In the 1930s, Schwarzman served on the executive committee of the National Board of Review, was a member of the Westchester County Recreation Commission, and was president of the Barnard alumnae chapter in Westchester.

After her husband died in 1944, Schwarzman moved to California, where she worked as a librarian at San Diego State College, and as education director at a Unitarian church. She was founding director of the Liberal Religious Education Association.
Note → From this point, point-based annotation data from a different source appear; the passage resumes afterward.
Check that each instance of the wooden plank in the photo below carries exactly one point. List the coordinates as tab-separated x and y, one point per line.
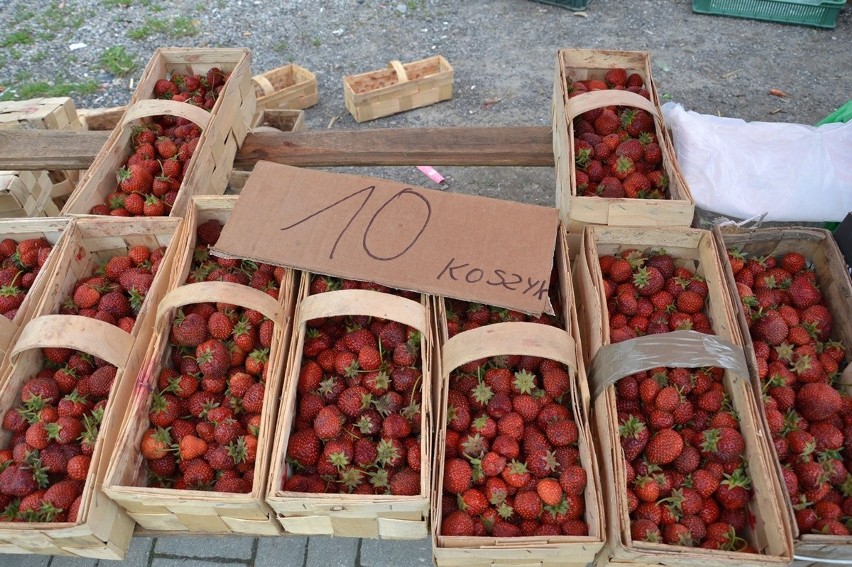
488	146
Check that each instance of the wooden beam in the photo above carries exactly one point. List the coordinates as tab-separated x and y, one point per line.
528	146
490	146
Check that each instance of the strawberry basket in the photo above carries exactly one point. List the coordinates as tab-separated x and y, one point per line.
700	450
606	180
202	169
38	232
811	252
87	366
317	486
219	488
563	493
288	87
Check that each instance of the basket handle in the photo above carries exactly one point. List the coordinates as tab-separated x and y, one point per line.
510	338
86	334
216	292
158	107
264	84
579	104
401	75
363	302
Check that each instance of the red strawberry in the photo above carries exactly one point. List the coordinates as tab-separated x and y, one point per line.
664	447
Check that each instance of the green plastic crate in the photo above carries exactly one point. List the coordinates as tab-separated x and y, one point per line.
819	13
570	4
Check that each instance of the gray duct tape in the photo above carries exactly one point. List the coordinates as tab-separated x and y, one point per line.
689	349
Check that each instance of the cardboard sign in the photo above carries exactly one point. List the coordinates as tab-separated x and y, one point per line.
473	248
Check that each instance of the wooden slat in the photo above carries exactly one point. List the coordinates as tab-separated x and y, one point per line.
487	146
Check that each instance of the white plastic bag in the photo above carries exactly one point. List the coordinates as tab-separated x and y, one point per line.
790	172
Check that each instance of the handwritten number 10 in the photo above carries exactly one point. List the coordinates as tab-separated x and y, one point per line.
375	220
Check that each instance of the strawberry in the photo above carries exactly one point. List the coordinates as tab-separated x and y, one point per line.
457	523
818	401
803	293
135	178
406	483
664	447
197	473
457	475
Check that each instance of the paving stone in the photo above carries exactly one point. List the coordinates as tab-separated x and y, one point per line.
181	562
25	560
210	547
390	552
279	551
64	561
138	553
329	551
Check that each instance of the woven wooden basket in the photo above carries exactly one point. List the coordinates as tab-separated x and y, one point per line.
695	249
24	193
57	113
351	515
102	530
398	88
525	339
577	211
196	511
288	87
51	229
223	129
819	247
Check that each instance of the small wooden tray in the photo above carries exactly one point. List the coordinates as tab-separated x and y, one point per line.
398	88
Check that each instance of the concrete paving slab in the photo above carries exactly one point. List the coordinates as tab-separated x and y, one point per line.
138	554
329	551
393	552
281	551
180	562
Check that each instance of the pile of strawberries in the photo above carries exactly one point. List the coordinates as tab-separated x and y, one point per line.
54	429
161	150
55	426
687	481
20	263
357	424
206	410
512	461
798	364
616	150
115	293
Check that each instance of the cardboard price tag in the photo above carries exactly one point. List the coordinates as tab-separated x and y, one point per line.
474	248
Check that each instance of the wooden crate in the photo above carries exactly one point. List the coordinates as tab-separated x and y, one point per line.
820	248
24	193
577	211
695	249
288	87
196	511
223	129
103	529
279	119
101	119
526	339
352	515
398	88
51	229
57	113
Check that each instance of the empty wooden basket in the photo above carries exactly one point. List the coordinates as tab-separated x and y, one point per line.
290	86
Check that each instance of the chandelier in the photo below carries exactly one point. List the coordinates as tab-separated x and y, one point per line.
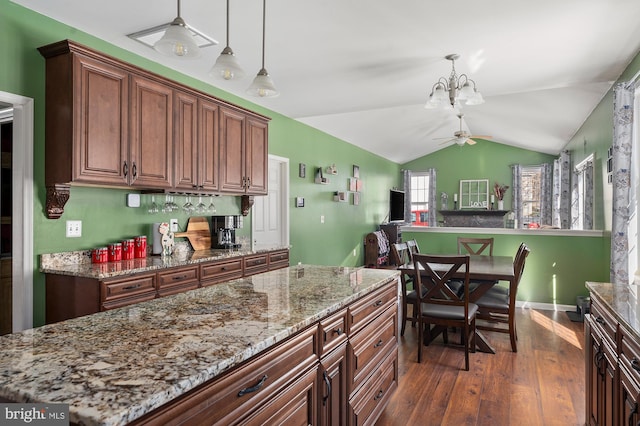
450	92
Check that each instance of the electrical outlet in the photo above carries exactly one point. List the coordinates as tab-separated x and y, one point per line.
74	228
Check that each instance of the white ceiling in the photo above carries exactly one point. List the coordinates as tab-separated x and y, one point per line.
361	70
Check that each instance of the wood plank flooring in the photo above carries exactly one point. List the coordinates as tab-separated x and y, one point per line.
541	384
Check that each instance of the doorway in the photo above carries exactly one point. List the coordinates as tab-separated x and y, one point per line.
17	222
270	216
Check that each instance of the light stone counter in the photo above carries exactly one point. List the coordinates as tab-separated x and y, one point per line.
115	366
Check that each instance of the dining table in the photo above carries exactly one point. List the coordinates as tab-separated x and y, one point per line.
485	271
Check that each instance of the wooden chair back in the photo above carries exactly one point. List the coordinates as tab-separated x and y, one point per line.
475	246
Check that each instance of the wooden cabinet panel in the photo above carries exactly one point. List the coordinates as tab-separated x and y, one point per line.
256	158
151	138
232	135
101	111
255	264
185	127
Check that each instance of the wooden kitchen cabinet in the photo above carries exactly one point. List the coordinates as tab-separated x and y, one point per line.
112	124
243	153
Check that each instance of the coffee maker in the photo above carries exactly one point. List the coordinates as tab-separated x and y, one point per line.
223	231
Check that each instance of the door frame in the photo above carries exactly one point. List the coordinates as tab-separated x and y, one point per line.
22	214
283	164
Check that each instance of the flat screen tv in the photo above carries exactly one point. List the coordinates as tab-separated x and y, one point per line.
396	205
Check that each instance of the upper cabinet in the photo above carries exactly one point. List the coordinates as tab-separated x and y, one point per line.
109	123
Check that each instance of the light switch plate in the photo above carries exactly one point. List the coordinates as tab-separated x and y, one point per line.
133	200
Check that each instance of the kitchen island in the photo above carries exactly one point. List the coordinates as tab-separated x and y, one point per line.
124	365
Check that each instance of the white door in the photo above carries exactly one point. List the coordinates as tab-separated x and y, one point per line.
270	213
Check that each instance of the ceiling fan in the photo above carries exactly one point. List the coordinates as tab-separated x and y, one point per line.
461	136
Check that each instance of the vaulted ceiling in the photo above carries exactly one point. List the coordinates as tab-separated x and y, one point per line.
362	70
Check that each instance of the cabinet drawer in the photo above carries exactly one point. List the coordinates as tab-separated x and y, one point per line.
215	272
236	395
278	259
604	322
179	277
369	347
332	331
139	285
255	264
374	396
363	311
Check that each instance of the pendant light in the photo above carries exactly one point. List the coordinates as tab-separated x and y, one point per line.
263	85
177	40
226	66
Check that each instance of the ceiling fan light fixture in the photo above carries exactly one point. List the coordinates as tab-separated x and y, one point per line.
177	40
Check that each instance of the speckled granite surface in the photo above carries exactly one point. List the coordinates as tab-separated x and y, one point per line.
79	263
114	366
622	300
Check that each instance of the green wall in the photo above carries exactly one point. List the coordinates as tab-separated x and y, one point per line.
104	213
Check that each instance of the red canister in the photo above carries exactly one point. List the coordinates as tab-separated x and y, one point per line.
140	249
127	249
115	252
100	255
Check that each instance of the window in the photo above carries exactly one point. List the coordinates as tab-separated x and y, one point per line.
420	199
531	184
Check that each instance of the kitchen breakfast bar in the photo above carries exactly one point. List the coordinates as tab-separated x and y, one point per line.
256	350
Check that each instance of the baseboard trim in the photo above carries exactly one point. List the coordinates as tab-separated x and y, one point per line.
545	306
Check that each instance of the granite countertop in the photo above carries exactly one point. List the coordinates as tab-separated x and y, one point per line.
112	367
622	300
79	263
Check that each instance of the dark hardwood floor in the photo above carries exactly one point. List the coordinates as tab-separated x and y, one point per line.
542	384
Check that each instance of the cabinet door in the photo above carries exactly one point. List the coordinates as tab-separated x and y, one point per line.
332	398
208	147
232	174
151	158
101	114
256	158
185	141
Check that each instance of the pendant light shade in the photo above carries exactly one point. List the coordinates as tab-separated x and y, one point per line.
262	85
226	66
177	40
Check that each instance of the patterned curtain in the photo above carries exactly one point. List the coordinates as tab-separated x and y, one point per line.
588	196
407	196
433	198
516	200
560	194
622	153
545	201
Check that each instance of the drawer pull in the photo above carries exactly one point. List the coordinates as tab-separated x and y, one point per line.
253	388
181	277
325	377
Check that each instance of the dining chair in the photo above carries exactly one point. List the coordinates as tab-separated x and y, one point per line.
440	305
401	254
497	307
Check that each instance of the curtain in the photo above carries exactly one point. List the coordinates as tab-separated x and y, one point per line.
516	200
545	196
622	154
407	196
561	206
433	197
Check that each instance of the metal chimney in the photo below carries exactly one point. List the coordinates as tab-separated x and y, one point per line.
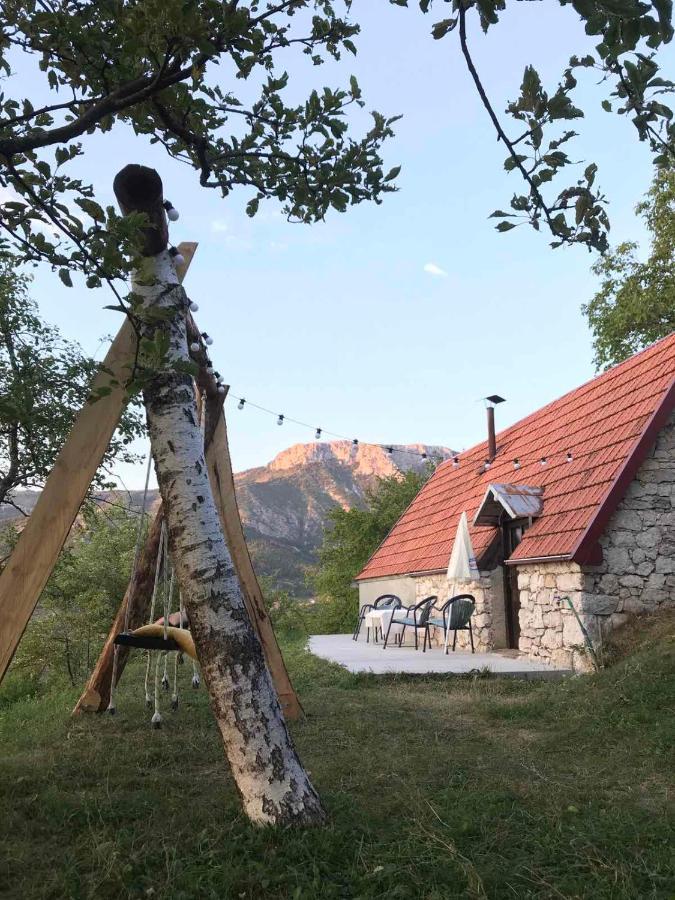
490	403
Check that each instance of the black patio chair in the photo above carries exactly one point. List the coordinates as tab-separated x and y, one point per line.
416	617
384	601
455	615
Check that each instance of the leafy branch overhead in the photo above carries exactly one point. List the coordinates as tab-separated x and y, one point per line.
204	79
159	67
629	33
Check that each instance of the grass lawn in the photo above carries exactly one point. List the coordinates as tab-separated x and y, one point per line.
436	787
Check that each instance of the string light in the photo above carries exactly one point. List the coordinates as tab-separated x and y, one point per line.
172	213
177	256
390	448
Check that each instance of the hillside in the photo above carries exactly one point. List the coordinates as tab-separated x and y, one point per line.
284	504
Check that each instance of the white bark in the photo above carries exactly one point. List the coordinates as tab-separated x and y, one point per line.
274	787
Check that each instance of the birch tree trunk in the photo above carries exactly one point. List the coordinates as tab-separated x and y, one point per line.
273	785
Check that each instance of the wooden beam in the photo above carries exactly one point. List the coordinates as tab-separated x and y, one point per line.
222	483
33	559
96	695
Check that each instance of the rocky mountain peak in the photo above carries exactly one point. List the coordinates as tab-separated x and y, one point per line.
366	460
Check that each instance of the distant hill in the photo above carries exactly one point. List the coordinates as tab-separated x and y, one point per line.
284	504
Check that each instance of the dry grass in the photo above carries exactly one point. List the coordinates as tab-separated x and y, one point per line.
437	787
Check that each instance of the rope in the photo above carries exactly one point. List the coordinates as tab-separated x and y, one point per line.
178	658
134	567
167	612
157	716
158	569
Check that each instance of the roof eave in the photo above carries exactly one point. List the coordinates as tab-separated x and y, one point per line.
585	551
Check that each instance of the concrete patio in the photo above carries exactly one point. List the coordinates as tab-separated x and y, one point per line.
358	656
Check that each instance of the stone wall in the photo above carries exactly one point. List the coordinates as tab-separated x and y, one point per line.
483	635
548	627
637	573
638	569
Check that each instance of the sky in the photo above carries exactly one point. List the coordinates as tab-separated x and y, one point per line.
390	322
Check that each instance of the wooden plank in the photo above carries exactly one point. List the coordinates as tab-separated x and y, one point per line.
30	565
96	695
222	483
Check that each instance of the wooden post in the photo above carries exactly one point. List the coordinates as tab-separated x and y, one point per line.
31	563
219	465
96	695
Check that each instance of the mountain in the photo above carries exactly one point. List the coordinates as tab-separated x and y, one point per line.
284	504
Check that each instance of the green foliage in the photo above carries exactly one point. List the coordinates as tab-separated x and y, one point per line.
350	539
44	382
636	301
629	33
203	79
290	616
80	600
436	787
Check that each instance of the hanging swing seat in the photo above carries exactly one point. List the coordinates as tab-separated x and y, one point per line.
145	642
151	637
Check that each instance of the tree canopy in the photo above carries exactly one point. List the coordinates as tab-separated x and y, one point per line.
635	304
205	79
44	382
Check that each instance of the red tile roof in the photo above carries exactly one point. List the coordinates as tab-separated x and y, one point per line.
608	424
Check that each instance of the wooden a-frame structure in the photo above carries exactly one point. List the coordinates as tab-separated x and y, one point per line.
32	561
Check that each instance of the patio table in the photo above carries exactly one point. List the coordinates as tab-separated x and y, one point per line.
380	618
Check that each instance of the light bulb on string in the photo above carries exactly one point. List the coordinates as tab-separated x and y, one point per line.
177	256
171	212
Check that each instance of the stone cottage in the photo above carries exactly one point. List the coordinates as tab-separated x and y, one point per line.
575	501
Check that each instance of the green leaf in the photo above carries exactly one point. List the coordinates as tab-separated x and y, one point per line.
440	29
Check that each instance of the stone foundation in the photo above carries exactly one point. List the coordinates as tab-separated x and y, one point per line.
548	627
637	574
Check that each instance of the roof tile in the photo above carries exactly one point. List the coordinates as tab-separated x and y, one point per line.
600	423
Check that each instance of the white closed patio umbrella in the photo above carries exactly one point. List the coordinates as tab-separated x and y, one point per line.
462	566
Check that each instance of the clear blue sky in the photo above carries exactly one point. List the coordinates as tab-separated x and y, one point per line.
339	324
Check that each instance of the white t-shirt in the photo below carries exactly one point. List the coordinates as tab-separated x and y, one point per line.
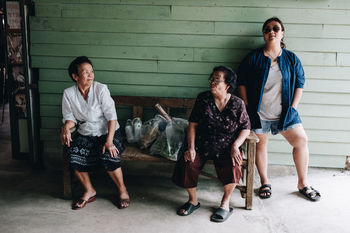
271	103
91	115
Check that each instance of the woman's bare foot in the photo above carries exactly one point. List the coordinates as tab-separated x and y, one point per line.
124	199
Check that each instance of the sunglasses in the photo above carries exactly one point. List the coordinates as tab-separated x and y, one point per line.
215	81
268	29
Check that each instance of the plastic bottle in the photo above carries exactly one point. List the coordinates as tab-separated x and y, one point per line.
128	131
137	123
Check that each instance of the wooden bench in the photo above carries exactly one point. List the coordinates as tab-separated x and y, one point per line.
133	153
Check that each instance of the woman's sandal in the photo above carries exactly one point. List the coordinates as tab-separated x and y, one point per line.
265	191
314	195
123	203
82	203
187	207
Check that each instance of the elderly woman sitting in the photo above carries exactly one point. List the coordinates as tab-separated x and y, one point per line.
218	126
89	106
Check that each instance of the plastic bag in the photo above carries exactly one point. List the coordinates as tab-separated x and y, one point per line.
150	130
169	143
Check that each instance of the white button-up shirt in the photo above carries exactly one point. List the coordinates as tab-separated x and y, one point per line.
91	115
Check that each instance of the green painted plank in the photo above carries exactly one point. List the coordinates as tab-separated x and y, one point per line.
123	52
219	55
324	72
132	90
329	4
50	111
318	110
317	59
52	123
108	77
325	98
50	99
116	11
245	14
102	64
48	10
50	134
318	45
236	55
336	31
333	86
109	25
304	30
153	40
190	67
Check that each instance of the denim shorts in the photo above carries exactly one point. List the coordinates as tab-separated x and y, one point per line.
266	126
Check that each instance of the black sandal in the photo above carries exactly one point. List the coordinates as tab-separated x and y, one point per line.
188	207
314	195
265	193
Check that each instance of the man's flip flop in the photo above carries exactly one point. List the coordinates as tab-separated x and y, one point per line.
314	195
82	203
265	191
188	207
221	215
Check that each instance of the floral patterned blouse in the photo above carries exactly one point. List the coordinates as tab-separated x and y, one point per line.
216	131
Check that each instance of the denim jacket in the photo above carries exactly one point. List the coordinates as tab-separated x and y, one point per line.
253	73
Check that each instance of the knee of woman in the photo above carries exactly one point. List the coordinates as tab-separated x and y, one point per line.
302	140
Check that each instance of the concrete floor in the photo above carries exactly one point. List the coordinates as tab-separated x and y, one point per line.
30	201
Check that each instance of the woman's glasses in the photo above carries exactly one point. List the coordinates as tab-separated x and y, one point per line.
215	81
274	28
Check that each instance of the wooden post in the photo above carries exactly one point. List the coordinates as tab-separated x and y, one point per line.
250	173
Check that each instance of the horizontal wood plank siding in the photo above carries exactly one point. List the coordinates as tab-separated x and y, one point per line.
167	48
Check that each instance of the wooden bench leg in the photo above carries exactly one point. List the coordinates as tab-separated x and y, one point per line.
250	175
67	187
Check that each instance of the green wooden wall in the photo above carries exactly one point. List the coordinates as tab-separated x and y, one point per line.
168	48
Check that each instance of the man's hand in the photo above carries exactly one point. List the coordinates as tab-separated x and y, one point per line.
113	151
65	136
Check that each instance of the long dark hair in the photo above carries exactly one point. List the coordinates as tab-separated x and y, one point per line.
229	75
283	45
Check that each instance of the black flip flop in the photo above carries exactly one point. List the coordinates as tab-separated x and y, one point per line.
82	203
188	207
221	215
314	195
263	190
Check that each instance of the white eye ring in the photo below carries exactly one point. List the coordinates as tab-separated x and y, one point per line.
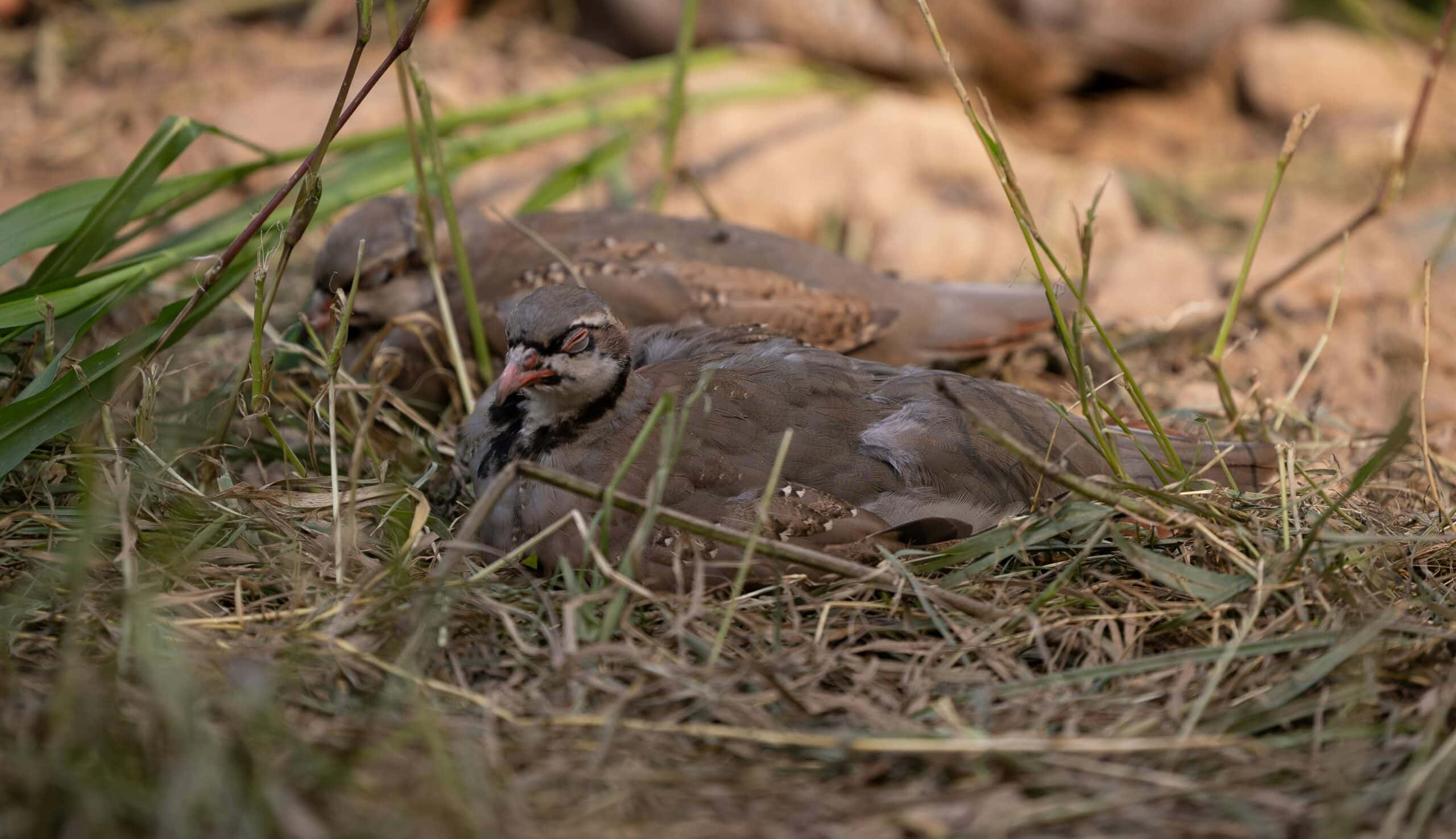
577	341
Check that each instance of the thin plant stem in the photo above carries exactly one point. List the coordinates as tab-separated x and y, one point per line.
676	101
427	224
336	356
472	308
1426	370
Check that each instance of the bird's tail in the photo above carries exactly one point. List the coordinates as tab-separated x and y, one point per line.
1251	465
966	321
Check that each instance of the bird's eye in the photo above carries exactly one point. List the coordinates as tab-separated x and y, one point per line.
577	341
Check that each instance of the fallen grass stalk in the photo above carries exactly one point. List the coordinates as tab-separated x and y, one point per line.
849	742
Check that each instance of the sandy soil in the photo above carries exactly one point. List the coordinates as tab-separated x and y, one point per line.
1184	172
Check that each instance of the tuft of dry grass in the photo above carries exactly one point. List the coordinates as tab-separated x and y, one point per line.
196	647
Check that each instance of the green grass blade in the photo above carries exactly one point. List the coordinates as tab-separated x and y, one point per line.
578	174
95	234
57	213
71	399
1209	588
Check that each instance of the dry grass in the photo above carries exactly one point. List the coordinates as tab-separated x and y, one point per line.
183	660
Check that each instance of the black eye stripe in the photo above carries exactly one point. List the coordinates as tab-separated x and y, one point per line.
558	343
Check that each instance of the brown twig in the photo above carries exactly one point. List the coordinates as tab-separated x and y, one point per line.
1394	180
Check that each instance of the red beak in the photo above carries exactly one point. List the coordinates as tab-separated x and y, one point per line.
520	375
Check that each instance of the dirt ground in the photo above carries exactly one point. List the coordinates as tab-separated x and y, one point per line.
1186	171
893	175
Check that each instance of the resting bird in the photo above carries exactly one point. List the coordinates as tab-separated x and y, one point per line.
874	446
661	270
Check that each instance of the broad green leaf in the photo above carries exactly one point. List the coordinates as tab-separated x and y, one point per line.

She was vice-president of the San Diego Citizens' Housing Council, and in that capacity testified at a congressional hearing on affordable housing and the Taft-Ellender-Wagner bill in 1948. In 1964 and 1965, she worked in Germany with the Unitarian Service Committee.

In 1976, as chair of the California Commission on Aging, Schwarzman was appointed by Governor Pat Brown to the 14th District Medical Quality Review Committee, overseeing San Diego and Imperial counties. In 1978, she testified again at a Congressional hearing, on California's Proposition 13.

== Personal life ==
Marguerite Engler married Swiss-born lawyer Jakob Anton "Jack" Schwarzmann in 1918. They had sons Robert and Richard. Richard, a history professor, died in 1977. Her husband died in 1944. She died in 1985, aged 93 years, in San Diego, California. A senior center in San Diego was named after Schwarzman, in tribute to her work on behalf of senior citizens. Beginning in 1986, the Area Agency on Aging's Marguerite Schwarzman Award was "given annually to a San Diegan making a significant volunteer contribution to the aging network".